# 93 Monaco Dynasty Speedometer problem



## villelobos (May 25, 2010)

Hi Folks, I have a 93 Dynasty with an 8.3 Cummins and Allison World 6 speed automatic. On the last outing the speedometer began to read slow, like 15 mph at an actual 50 mph. Seems to be worse when the coach is cold, but never works correctly. Cruise failed to come back to life after the TCM was replaced a couple of years ago, don't know if the two are related. It is a Dixson analog unit. Thanks, jack


----------



## rsssc (May 26, 2010)

Re: 93 Monaco Dynasty Speedometer problem

I have a 98 monaco Dyansty named "ISSUES".  MY spedo is 15 MPH fast.
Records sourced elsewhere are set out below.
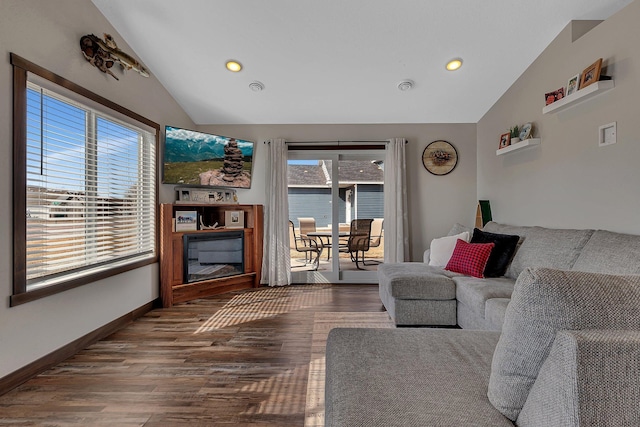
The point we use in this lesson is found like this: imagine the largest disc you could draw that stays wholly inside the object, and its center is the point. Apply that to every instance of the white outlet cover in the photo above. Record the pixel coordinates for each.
(607, 134)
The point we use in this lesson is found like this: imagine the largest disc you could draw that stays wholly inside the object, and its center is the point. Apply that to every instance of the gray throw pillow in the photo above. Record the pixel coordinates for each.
(545, 301)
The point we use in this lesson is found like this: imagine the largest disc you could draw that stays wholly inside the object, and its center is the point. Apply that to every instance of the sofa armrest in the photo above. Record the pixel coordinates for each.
(591, 377)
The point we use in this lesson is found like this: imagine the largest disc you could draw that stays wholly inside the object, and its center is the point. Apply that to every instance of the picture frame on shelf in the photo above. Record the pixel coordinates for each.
(591, 74)
(526, 131)
(234, 219)
(551, 97)
(186, 220)
(573, 84)
(505, 140)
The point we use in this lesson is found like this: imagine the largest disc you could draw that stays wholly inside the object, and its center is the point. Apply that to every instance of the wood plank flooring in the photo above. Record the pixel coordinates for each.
(252, 357)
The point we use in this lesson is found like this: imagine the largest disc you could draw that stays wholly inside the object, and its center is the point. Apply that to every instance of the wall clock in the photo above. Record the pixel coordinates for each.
(440, 157)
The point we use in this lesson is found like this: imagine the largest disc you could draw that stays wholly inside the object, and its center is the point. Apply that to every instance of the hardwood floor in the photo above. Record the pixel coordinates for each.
(252, 357)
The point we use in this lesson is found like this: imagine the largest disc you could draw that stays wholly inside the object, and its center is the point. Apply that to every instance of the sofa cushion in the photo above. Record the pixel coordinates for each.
(505, 247)
(611, 253)
(545, 301)
(409, 377)
(470, 258)
(494, 312)
(542, 247)
(474, 292)
(416, 280)
(442, 248)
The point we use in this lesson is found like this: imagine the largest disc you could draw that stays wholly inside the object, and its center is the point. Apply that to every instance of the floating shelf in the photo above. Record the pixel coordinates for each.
(588, 92)
(518, 145)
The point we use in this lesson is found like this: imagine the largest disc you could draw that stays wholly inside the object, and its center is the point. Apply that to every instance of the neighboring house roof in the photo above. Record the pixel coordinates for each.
(351, 172)
(306, 176)
(359, 171)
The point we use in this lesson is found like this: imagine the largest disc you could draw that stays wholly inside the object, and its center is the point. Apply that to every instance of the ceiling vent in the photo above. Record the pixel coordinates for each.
(256, 86)
(405, 85)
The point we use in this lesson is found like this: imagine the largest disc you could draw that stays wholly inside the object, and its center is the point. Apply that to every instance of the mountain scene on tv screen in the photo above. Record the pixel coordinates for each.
(196, 158)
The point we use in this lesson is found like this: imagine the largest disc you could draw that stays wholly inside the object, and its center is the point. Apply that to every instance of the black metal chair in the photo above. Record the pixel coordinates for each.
(359, 240)
(376, 238)
(304, 245)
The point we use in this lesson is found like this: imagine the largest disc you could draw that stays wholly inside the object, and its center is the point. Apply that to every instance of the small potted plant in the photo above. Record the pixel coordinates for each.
(515, 134)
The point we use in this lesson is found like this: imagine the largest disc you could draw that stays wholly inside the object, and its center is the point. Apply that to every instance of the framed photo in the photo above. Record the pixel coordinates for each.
(573, 84)
(186, 220)
(591, 74)
(556, 95)
(505, 140)
(234, 219)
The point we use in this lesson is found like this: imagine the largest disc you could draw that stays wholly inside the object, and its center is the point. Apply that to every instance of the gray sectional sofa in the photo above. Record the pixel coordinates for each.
(417, 294)
(565, 352)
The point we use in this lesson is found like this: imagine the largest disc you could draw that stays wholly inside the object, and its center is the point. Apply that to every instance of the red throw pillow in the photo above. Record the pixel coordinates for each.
(470, 258)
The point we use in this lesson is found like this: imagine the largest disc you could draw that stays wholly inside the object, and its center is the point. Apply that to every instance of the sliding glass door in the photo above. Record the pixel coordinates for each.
(324, 211)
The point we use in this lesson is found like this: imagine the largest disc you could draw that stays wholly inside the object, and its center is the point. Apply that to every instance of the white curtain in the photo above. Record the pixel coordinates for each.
(276, 262)
(396, 236)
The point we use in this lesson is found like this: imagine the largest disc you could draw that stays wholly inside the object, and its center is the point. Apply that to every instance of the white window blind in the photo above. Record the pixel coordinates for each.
(90, 189)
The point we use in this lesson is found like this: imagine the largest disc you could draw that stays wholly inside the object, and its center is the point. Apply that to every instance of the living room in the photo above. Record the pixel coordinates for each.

I cleaned out the pick up sensor on the side of the transmission with no fix.  The repair shop wants to replace the head that mounts in the dash but since the Monaco coach went belly up- parts are hard to find and pricey.  If you find a fix please post it as I am still looking for one.   Thanks,  ROGER


----------



## Litefoot (May 26, 2010)

RE: 93 Monaco Dynasty Speedometer problem

Talked with one guy who hard speedy problems, ended up being a bad ground on the back on the speedometer
Just food for thought;
  Roy


----------